One million houses were sold within ten years. At the same time, spending restrictions reduced new council house building. Then in 1988, Large Scale Voluntary Transfer enabled the moving of housing stock from council ownership into housing association control, which was then massively accelerated under Tony Blair.
It was New Labour who ran with bringing profit into public housing through the Private Finance Initiative and who vigorously pushed ‘arm’s-length management organisations’ (Almos), stripping out democratic control of social housing and handing it over to the private sector. In 2000 New Labour deputy PM John Prescott predicted “the end of council housing”. Jeremy Corbyn was one of a tiny number of Labour MPs who opposed these measures.
It results in a lack of accountability and control by tenants or elected councillors over management organisations. They can try to defend themselves by saying there are tenants on the boards, but they have no power. Housing campaigners believe there is a concerted attempt now to derecognise Tenants’ and Residents’ Associations across London.
Now the Tories want to effectively end social housing altogether, including deregulating housing associations, and to reduce planning controls even further.
The net result is that the conditions of a hundred years ago, of overcrowding in dangerous conditions, in which working class lives are sacrificed for profit, are back.
In the same week as the Grenfell fire, it was leaked to the Guardian that Charing Cross hospital, currently treating survivors, faces devastating cuts that would reduce it to 13% of its current size, effectively a clinic.
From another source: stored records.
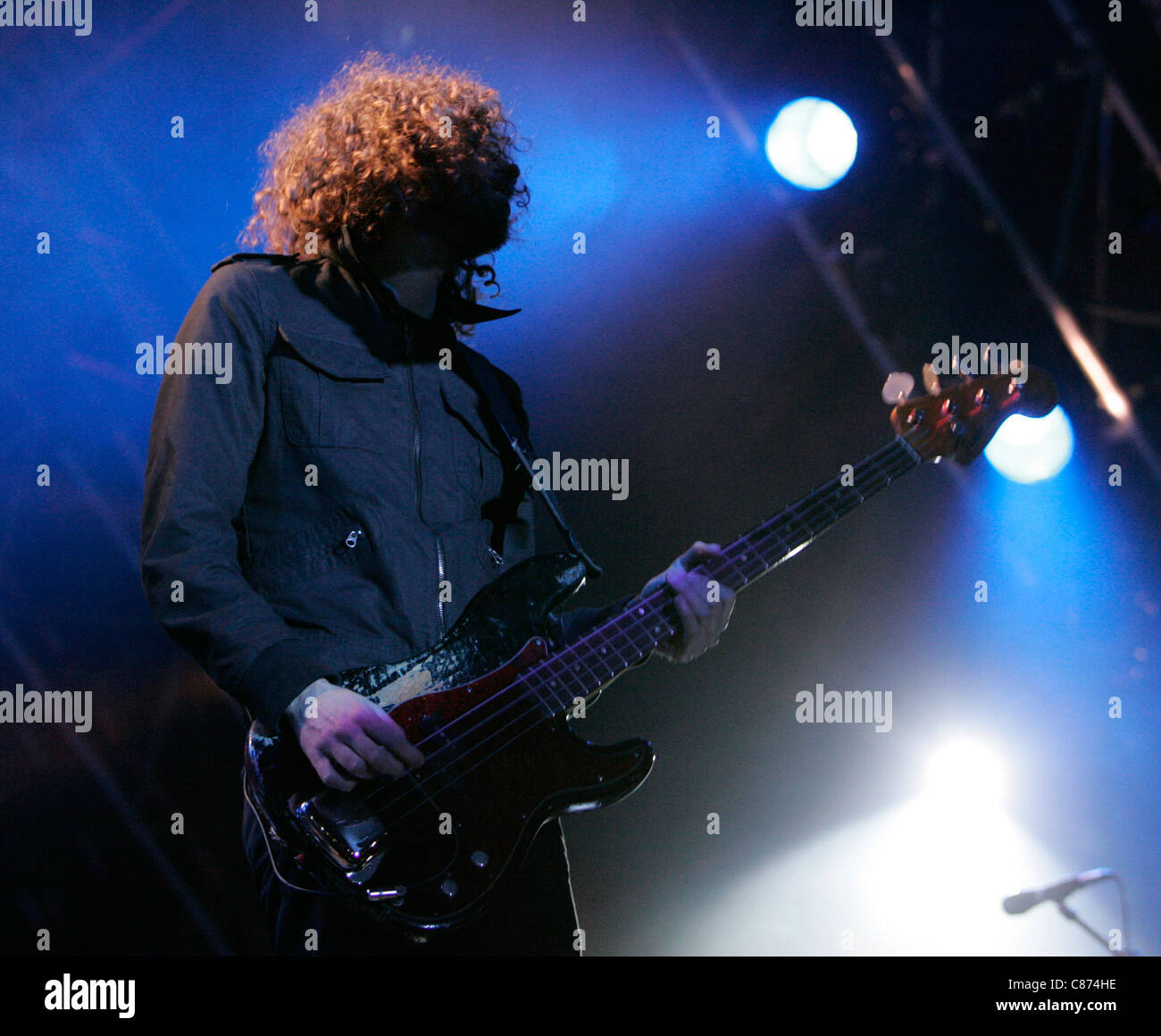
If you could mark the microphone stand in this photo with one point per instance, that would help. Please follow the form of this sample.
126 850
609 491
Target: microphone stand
1071 915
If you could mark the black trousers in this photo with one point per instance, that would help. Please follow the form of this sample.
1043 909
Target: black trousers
533 916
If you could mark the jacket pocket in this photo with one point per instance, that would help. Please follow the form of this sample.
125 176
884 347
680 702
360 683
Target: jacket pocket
338 540
337 394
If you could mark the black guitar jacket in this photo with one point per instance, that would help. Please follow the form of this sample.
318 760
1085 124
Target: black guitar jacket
332 496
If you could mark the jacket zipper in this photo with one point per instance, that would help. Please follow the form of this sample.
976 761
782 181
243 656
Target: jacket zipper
419 510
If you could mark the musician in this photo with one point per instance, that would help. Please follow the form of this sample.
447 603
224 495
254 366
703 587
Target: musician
341 495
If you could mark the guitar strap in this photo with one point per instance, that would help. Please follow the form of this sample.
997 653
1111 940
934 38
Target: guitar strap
489 388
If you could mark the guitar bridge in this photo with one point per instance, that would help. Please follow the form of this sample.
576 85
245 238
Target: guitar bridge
351 838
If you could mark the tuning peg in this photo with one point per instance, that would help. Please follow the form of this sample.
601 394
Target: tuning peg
898 387
930 380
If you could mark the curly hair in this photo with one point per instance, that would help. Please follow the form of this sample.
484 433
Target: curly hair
393 150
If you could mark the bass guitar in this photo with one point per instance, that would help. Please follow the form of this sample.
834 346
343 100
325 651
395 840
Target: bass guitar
490 704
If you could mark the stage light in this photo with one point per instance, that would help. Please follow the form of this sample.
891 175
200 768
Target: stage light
965 773
812 143
1032 448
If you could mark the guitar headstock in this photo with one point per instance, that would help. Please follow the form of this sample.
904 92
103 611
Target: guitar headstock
962 421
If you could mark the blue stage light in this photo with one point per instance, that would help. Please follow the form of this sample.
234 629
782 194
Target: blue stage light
1032 448
812 143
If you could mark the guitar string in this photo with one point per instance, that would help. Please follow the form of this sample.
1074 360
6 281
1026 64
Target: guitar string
653 604
875 479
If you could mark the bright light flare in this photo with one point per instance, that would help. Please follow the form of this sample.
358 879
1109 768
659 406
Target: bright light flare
812 143
1030 449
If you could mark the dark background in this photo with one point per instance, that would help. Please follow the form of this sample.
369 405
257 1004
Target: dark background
689 246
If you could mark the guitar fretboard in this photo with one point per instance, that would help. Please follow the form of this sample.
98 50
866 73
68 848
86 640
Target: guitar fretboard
581 668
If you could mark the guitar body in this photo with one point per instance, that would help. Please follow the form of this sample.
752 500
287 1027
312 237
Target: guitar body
430 849
488 706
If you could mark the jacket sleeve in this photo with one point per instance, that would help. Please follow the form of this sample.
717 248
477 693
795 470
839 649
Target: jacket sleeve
205 435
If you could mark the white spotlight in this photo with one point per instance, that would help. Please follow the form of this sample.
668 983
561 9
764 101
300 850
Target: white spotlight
812 143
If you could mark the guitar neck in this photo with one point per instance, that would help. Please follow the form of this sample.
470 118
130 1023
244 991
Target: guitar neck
590 662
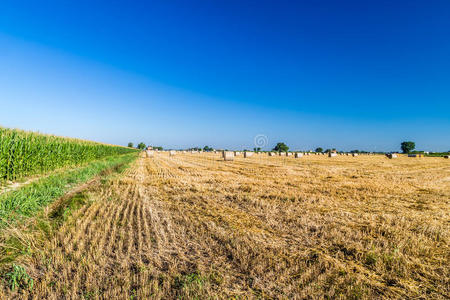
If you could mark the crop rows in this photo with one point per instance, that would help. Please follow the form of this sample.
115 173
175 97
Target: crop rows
27 153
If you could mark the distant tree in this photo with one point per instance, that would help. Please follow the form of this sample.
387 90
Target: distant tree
407 146
281 147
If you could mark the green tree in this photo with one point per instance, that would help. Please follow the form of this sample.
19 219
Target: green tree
281 147
407 146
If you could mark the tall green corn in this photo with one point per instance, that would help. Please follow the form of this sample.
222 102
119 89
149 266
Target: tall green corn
27 153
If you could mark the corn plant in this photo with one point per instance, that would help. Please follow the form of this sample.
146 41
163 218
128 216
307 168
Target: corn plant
28 153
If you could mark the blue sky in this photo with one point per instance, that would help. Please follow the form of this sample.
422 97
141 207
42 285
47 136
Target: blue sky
343 74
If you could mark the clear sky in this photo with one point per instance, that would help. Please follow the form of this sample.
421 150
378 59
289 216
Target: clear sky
343 74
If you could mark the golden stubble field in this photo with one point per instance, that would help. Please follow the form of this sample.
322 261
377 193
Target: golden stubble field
194 226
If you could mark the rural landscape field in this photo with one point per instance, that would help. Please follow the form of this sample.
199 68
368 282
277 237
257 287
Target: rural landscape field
193 226
166 149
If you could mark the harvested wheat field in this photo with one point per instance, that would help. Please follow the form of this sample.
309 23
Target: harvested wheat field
195 226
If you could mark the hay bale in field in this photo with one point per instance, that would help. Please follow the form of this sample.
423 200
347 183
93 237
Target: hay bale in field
248 154
227 155
391 155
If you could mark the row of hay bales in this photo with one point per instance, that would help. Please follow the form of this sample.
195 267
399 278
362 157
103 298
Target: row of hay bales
229 155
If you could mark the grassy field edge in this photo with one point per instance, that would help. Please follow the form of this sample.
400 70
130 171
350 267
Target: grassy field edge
17 205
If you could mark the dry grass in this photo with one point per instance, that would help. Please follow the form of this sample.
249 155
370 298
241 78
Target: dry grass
195 226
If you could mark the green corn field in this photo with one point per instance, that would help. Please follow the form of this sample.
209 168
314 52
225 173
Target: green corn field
25 153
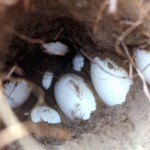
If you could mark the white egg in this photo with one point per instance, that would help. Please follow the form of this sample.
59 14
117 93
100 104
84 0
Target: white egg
55 48
17 92
47 79
142 60
74 97
110 81
78 62
45 114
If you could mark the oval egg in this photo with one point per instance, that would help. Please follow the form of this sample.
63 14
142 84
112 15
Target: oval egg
45 114
110 81
74 97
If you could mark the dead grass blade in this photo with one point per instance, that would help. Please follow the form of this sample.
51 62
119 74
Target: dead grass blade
99 15
145 86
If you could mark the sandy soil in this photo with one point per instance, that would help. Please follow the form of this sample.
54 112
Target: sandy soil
124 126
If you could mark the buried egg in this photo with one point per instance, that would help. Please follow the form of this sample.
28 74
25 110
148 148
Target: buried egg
78 62
17 92
56 48
74 97
110 81
142 60
47 79
45 114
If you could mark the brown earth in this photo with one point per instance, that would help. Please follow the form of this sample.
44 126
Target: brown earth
124 126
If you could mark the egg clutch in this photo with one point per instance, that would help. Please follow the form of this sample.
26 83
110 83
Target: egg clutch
73 95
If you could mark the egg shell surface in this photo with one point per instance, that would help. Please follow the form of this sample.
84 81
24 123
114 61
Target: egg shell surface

And as with the recent terrorist attacks, this horrendous event also brings into sharp focus the fact that the number of firefighters has been cut in London by 550, with ten stations closed and others with appliances reduced. London mayor Sadiq Khan should reverse all cuts to the London fire service.
All this is having a profound effect on consciousness – about housing, but also about the way society is organised. The anger is expressed in terms of ‘the rich and the working class’. No wonder Jeremy Corbyn has been so popular in the area – not just because of his human response, but because of the break he potentially offers from brutal austerity policies.
Theresa May and the Tories were already in crisis, which this fire and the fury of the local community and working class more widely could deepen and bring to a head.
As well as offering our deepest sympathy and solidarity with the residents of Grenfell and the local area, Socialist Party members are also raising ideas about what could be done. We argue that tenant organisation and action, and decisive action by the trade unions, could bring not only speedy justice to the survivors of Grenfell and the community, but win the immediate safety for all residents of tower blocks and mass housing.
The call for a million on the streets on 1st July, for the trade unions to lead a mass demonstration and coordinated strike action, could be decisive in piling on the pressure on the Tories for another general election.
The Socialist Party backs Corbyn’s housing plans but they could go much further. As well as abolishing the bedroom tax it is essential to end the benefit cap too.
A socialist housing policy would mean massive investment in council housing, including rebuilding many existing estates; rent controls that control the actual level of rents, not just increases; and democratic nationalisation of the banks, land and building companies to provide safe, secure, and genuinely affordable homes for all.